Ce qu'ils n'ont pas pu nous prendre

roman de Ruta SEPETYS

On milite pour ce qui est juste, sans attendre la moindre récompense ni même la moindre gratitude.

Gallimard jeunesse, 2015, 432 p. (pôle fiction)
Gallimard jeunesse, 2015, 432 p. (pôle fiction)

 

Lina est une jeune Lituanienne comme tant d'autres. Très douée pour le dessin, elle va intégrer une école d'art.

 

Mais un nuit de juin 1941, des gardes soviétiques l'arrachent à son foyer. Elle est déportée en Sibérie avec sa mère et son petit frère, Jonas, au terme d'un terrible voyage. Dans ce désert gelé où ils sont logés dans des huttes, sous-alimentés, brutalisés et harcelés par les Soviets, il faut lutter pour survivre

 

Malgré tout Lina tient bon, portée par l'amour des siens et son audace d'adolescente. Dans le camp, Andrius, 17 ans, affiche la même combativité qu'elle.

L'avis de Michaël, en 1ère :

C'est en lisant Le sel de nos larmes que j'ai eu envie de découvrir ce roman : je suis passionné par la Seconde Guerre mondiale, j'ai beaucoup lu sur le sujet, et je trouve que Ruta Sepetys l'aborde sous des angles nouveaux. Ici il est question du terrible parcours d'une jeune Lituanienne à l'époque où Staline a pris possession du pays, ce qui est une partie de l'Histoire peu connue, en tout cas vite abordée en classe. Lina a passé un an en Russie dans un kolkhoze, une grande ferme coopérative, puis douze ans dans un camp de travail en Sibérie. Les conditions de vie sont inhumaines, les gens y sont traités comme des esclaves. C'est un roman très réaliste, dans lequel Lina raconte comment ses proches et elle se sont débrouillés pour survivre. Ces gens sont vraiment impressionnants et on ne peut que se demander si, à leur place, on aurait été aussi courageux... Le récit est d'autant plus émouvant qu'il est inspiré d'une histoire vraie ! Rentrée en 1954, Lina a caché ses écrits et ses dessins, trop traumatisée pour avoir la force d'en parler. Une histoire bouleversante que je recommande vivement !

Novembre 2017

Mon avis :

Un excellent conseil lecture de mon fiston !

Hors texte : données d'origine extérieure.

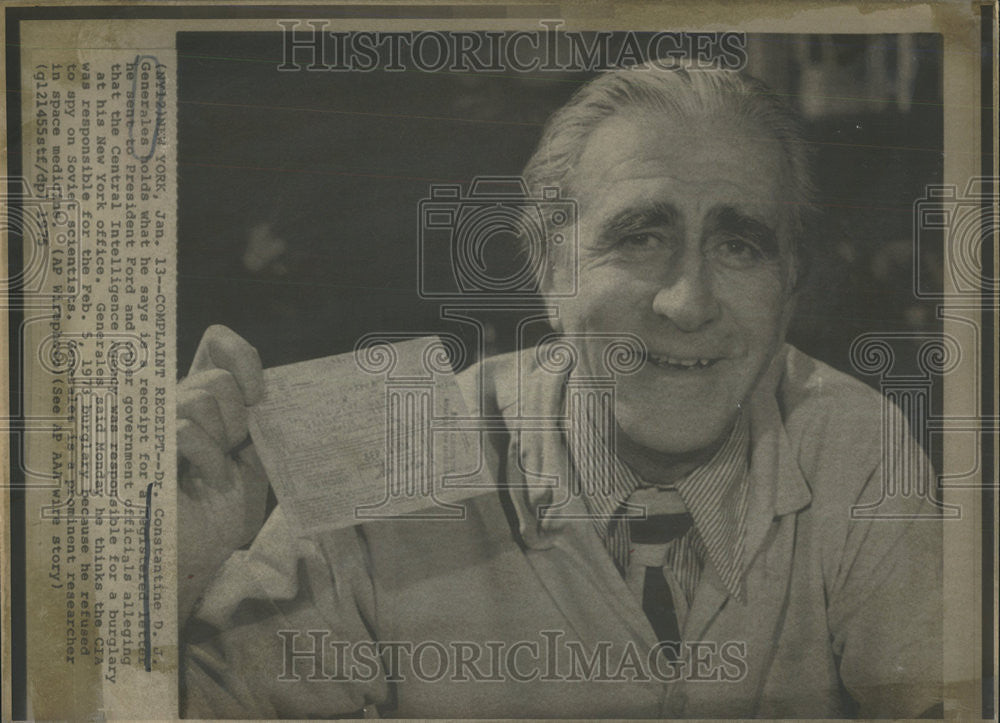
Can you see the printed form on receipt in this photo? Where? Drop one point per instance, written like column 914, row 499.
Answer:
column 376, row 434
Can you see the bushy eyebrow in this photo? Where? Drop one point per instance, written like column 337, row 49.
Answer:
column 655, row 214
column 728, row 219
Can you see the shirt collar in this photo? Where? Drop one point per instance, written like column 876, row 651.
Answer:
column 523, row 391
column 715, row 493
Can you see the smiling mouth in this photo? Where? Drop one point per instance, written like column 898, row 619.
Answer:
column 680, row 363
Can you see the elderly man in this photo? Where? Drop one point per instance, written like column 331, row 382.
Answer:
column 747, row 590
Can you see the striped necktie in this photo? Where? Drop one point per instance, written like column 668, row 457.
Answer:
column 657, row 600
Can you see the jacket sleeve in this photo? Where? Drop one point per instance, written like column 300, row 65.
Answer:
column 285, row 631
column 885, row 608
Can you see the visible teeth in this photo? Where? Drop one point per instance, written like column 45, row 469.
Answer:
column 682, row 363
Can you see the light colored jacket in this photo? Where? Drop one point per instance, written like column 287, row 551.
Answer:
column 841, row 617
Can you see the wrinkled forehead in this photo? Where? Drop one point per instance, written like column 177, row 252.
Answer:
column 695, row 164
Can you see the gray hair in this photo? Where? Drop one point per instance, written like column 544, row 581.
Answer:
column 685, row 93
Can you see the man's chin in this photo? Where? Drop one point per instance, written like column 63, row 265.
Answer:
column 674, row 432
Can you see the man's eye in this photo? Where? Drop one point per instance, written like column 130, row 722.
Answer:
column 640, row 241
column 737, row 252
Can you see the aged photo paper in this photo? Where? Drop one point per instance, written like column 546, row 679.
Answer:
column 479, row 360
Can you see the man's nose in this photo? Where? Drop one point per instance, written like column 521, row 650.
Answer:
column 686, row 296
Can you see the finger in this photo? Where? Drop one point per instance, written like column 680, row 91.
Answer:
column 223, row 348
column 197, row 447
column 231, row 405
column 199, row 406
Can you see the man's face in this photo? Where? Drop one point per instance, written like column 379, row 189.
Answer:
column 683, row 242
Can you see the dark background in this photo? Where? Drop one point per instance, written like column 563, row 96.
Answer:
column 335, row 164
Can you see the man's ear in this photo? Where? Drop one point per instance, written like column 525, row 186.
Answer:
column 545, row 285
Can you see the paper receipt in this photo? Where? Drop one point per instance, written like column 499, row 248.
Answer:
column 345, row 442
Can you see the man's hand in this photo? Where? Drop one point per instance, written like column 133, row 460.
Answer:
column 222, row 494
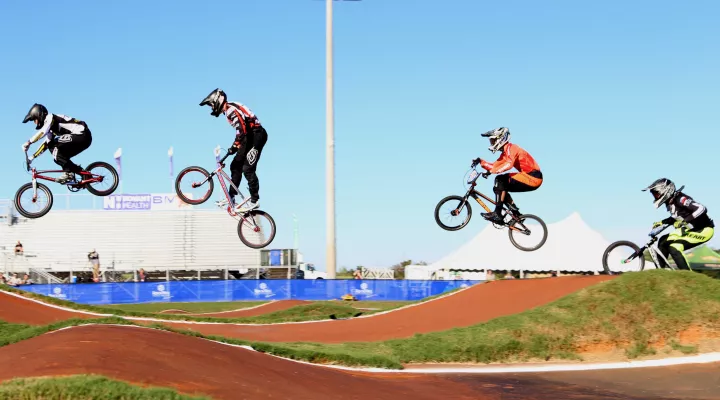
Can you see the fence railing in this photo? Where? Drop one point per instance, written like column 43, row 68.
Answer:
column 243, row 290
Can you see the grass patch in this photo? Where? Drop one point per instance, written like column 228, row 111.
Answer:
column 84, row 387
column 199, row 307
column 308, row 312
column 683, row 348
column 632, row 312
column 14, row 333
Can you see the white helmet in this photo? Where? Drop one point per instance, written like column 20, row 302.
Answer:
column 498, row 138
column 662, row 190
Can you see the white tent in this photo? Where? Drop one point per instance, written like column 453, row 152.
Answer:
column 571, row 246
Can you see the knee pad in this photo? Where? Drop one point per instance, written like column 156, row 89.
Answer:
column 500, row 184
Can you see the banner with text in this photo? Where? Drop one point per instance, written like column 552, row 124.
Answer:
column 246, row 290
column 145, row 202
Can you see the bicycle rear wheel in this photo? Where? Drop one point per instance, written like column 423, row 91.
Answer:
column 522, row 229
column 192, row 178
column 41, row 206
column 256, row 229
column 615, row 258
column 106, row 171
column 452, row 211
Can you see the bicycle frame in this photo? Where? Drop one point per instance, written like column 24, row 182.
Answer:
column 475, row 194
column 652, row 247
column 35, row 174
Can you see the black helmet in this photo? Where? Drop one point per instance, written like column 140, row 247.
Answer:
column 216, row 100
column 38, row 112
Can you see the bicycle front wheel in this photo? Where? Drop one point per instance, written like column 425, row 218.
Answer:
column 256, row 229
column 617, row 258
column 450, row 215
column 193, row 186
column 30, row 206
column 104, row 171
column 528, row 226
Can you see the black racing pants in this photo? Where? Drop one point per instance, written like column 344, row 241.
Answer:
column 515, row 182
column 245, row 162
column 68, row 146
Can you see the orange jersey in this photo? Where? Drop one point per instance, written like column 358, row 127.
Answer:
column 512, row 156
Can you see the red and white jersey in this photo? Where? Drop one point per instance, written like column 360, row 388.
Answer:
column 240, row 117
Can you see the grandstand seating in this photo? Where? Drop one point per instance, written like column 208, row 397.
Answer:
column 196, row 239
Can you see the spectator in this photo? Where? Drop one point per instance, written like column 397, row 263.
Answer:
column 94, row 259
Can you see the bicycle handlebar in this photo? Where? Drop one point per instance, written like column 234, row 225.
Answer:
column 27, row 161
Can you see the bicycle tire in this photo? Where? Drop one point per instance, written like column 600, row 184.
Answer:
column 270, row 238
column 186, row 199
column 617, row 244
column 28, row 214
column 445, row 200
column 114, row 174
column 525, row 217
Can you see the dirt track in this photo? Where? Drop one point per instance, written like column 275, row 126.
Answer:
column 477, row 304
column 192, row 365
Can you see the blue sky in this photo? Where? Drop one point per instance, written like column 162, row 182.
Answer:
column 607, row 96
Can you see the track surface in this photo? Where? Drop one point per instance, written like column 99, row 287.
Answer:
column 471, row 306
column 193, row 365
column 21, row 311
column 266, row 308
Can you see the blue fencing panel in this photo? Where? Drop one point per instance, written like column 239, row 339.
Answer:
column 246, row 290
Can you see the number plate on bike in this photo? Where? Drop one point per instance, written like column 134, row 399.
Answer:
column 473, row 175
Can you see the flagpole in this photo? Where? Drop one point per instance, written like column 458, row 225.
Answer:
column 172, row 182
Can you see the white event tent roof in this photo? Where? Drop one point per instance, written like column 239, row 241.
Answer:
column 571, row 246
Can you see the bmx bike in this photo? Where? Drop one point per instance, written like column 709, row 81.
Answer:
column 36, row 190
column 512, row 218
column 614, row 262
column 250, row 227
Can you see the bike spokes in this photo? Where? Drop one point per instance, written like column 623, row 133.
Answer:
column 102, row 180
column 32, row 203
column 623, row 257
column 194, row 185
column 450, row 215
column 527, row 232
column 256, row 229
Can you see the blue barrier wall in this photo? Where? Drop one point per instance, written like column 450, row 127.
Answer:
column 243, row 290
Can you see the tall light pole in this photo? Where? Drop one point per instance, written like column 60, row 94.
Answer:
column 330, row 252
column 330, row 255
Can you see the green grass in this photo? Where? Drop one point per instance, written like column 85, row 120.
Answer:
column 308, row 312
column 84, row 387
column 631, row 311
column 199, row 307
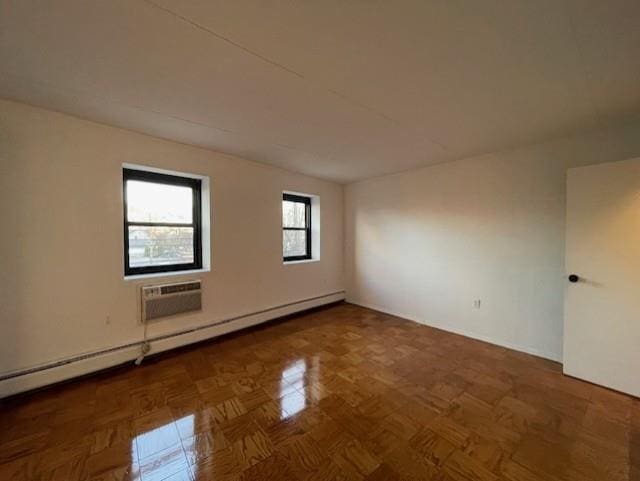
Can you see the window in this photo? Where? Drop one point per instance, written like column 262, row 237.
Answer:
column 296, row 227
column 162, row 222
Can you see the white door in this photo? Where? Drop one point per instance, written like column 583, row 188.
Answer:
column 602, row 309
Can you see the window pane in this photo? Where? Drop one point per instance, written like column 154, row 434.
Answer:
column 294, row 243
column 293, row 214
column 154, row 246
column 152, row 202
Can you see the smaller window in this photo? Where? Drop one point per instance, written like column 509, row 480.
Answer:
column 162, row 222
column 296, row 227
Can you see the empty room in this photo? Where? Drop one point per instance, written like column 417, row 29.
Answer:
column 331, row 240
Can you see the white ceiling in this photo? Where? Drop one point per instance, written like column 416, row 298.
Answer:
column 338, row 89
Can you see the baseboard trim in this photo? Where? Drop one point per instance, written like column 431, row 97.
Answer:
column 54, row 372
column 480, row 337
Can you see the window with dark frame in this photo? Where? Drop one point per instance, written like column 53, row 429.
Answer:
column 162, row 222
column 296, row 227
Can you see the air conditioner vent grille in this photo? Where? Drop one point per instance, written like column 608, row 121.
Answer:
column 170, row 299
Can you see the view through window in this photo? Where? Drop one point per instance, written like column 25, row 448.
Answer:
column 296, row 227
column 162, row 222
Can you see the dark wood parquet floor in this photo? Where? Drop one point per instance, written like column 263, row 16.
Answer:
column 343, row 393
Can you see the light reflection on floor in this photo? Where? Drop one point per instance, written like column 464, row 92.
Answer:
column 293, row 377
column 159, row 452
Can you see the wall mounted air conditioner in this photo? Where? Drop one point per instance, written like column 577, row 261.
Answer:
column 166, row 300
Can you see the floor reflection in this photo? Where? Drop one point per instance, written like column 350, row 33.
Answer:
column 160, row 453
column 292, row 381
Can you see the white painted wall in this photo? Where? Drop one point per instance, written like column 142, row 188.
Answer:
column 61, row 273
column 426, row 243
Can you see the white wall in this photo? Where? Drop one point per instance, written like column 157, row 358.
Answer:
column 61, row 242
column 425, row 244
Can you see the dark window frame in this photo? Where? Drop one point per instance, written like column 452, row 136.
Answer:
column 307, row 201
column 196, row 220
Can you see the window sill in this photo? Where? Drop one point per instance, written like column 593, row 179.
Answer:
column 303, row 261
column 156, row 275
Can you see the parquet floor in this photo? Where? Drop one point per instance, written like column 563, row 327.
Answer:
column 343, row 393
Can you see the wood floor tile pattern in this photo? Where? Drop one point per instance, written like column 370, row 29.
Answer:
column 343, row 393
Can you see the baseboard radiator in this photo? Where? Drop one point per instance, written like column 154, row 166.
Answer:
column 50, row 373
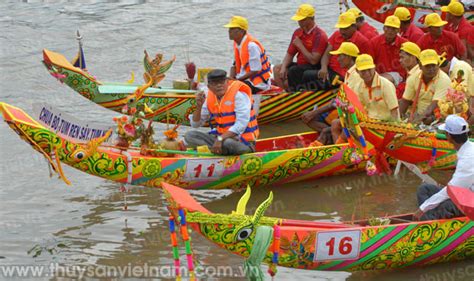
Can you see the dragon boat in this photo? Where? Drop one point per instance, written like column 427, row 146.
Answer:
column 393, row 242
column 174, row 106
column 380, row 9
column 415, row 144
column 276, row 160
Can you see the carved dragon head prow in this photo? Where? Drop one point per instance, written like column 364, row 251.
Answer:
column 245, row 228
column 85, row 151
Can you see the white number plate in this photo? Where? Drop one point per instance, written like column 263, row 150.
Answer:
column 337, row 245
column 204, row 169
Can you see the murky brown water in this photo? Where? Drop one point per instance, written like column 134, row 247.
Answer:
column 85, row 224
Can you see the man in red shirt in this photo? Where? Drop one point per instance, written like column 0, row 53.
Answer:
column 347, row 33
column 362, row 26
column 386, row 51
column 408, row 30
column 441, row 40
column 308, row 43
column 457, row 23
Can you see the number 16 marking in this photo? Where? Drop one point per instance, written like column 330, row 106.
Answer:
column 337, row 245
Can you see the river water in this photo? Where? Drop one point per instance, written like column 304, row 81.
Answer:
column 85, row 224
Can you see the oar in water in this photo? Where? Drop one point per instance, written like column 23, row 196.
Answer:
column 195, row 153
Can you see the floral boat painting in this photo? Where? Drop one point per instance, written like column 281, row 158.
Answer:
column 328, row 246
column 276, row 161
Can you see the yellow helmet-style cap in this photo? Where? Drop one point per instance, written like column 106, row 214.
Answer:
column 392, row 21
column 429, row 56
column 345, row 20
column 454, row 8
column 402, row 13
column 238, row 22
column 346, row 48
column 304, row 11
column 435, row 20
column 364, row 62
column 357, row 13
column 411, row 48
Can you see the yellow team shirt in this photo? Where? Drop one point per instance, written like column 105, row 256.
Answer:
column 414, row 70
column 435, row 90
column 378, row 99
column 352, row 77
column 458, row 65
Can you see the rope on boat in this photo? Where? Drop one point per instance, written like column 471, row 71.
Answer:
column 174, row 244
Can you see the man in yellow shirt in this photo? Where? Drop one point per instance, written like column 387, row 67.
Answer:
column 321, row 118
column 461, row 70
column 409, row 55
column 376, row 93
column 424, row 90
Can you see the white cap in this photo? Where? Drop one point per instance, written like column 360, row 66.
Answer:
column 455, row 125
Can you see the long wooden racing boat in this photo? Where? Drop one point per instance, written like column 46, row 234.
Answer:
column 400, row 140
column 175, row 106
column 329, row 246
column 276, row 160
column 380, row 9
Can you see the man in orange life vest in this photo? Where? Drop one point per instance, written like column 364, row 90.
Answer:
column 229, row 103
column 251, row 64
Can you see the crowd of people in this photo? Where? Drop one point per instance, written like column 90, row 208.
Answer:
column 403, row 72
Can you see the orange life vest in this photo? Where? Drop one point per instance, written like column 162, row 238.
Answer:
column 223, row 111
column 242, row 60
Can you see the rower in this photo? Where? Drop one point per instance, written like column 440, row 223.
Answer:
column 386, row 51
column 425, row 89
column 330, row 66
column 308, row 44
column 409, row 60
column 461, row 70
column 408, row 29
column 320, row 119
column 251, row 64
column 362, row 26
column 442, row 41
column 434, row 203
column 376, row 94
column 457, row 23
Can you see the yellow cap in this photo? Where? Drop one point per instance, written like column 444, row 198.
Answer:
column 364, row 62
column 346, row 48
column 392, row 21
column 304, row 11
column 429, row 56
column 454, row 8
column 411, row 48
column 357, row 13
column 238, row 22
column 402, row 13
column 345, row 20
column 435, row 20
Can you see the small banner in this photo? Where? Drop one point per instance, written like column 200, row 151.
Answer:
column 67, row 126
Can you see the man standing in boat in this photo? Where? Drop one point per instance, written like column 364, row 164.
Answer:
column 251, row 64
column 408, row 30
column 362, row 26
column 330, row 67
column 320, row 119
column 424, row 90
column 434, row 203
column 457, row 23
column 230, row 104
column 307, row 44
column 441, row 40
column 386, row 51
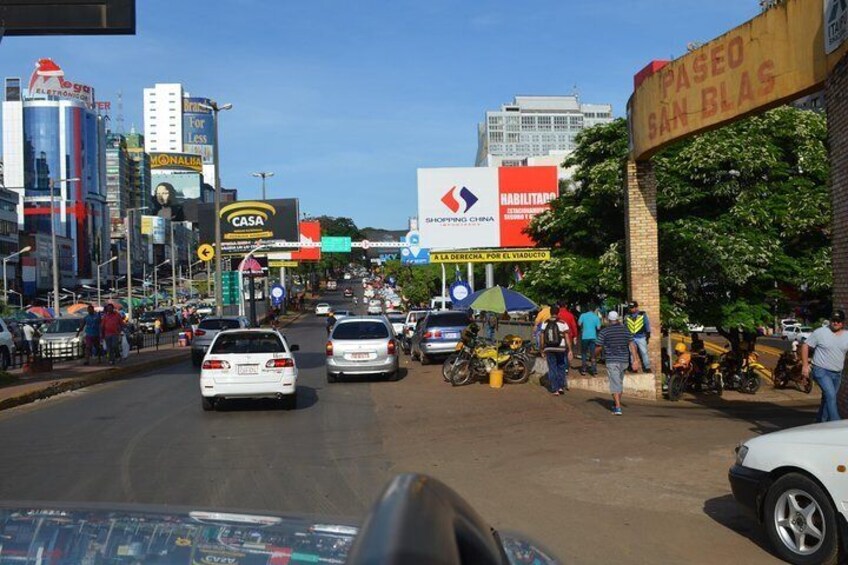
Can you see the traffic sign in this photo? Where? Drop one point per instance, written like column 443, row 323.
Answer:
column 206, row 252
column 335, row 244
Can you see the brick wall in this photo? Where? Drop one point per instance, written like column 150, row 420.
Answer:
column 643, row 282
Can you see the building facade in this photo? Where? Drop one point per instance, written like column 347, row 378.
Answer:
column 535, row 126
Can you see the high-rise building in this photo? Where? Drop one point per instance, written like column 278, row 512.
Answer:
column 533, row 127
column 52, row 133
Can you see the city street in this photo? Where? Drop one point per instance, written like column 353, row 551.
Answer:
column 648, row 487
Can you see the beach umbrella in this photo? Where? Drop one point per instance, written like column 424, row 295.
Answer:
column 499, row 300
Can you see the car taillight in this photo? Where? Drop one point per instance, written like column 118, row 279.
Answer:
column 215, row 364
column 279, row 363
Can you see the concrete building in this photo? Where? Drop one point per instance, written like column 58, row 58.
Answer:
column 535, row 126
column 47, row 138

D'emblée, la carte donne le ton : c'est une longue, terrible, inhumaine épreuve qui attend l'héroïne. Mais Lina est "une vraie tête brûlée", "une véritable résistante" et surtout elle a "des opinions bien à toi". S'il vaut mieux qu'elle évite ses caricatures de Staline au milieu des soldats du NKVD, ses talents de dessinatrice sont un atout indéniable pour témoigner des atrocités dont ses compagnons et elle sont victimes : "Le monde n'a pas la moindre idée de la façon dont les Soviétiques nous traitent." Sous-alimentés, exploités, violentés voire sommairement abattus, les Lituaniens se battent pour survivre - volant, rusant - mais beaucoup y laisseront la vie... Certaines scènes sont atroces et en même temps, hors de question pour Lina, sa mère et son frère de renier leurs valeurs de solidarité : "Un supplément de nourriture ne vaut pas une conscience en paix."

 

Pour tenir, la jeune fille se remémore des souvenirs (en italique dans le texte) de sa maison, de sa cousine Joana et de son pays. Au kolkhoze, on fête comme on peut Kucios (la veille de Noël) et les anniversaires, se raccrochant à de petits événements. Lina se raccroche aussi à l'espoir que son père, embarqué dans un autre wagon à bestiaux, est encore vivant et que ses messages lui parviendront. Et puis on se nourrit de l'espoir américain, comptant sur les Etats-Unis pour libérer la Lituanie, "prise au piège - coincée entre les deux tyrans". Pour autant la libération ne marquera pas tout à fait la fin du calvaire, les survivants n'ayant pu retourner au pays que dans le milieu des années 1950 comme l'explique l'auteur dans ses notes. Ruta Sepetys s'est en effet documentée à partir de sa propre histoire familiale, mue par un admirable devoir de mémoire et une volonté de dresser l'amour et "la force miraculeuse de l'esprit humain" face à la haine et la guerre.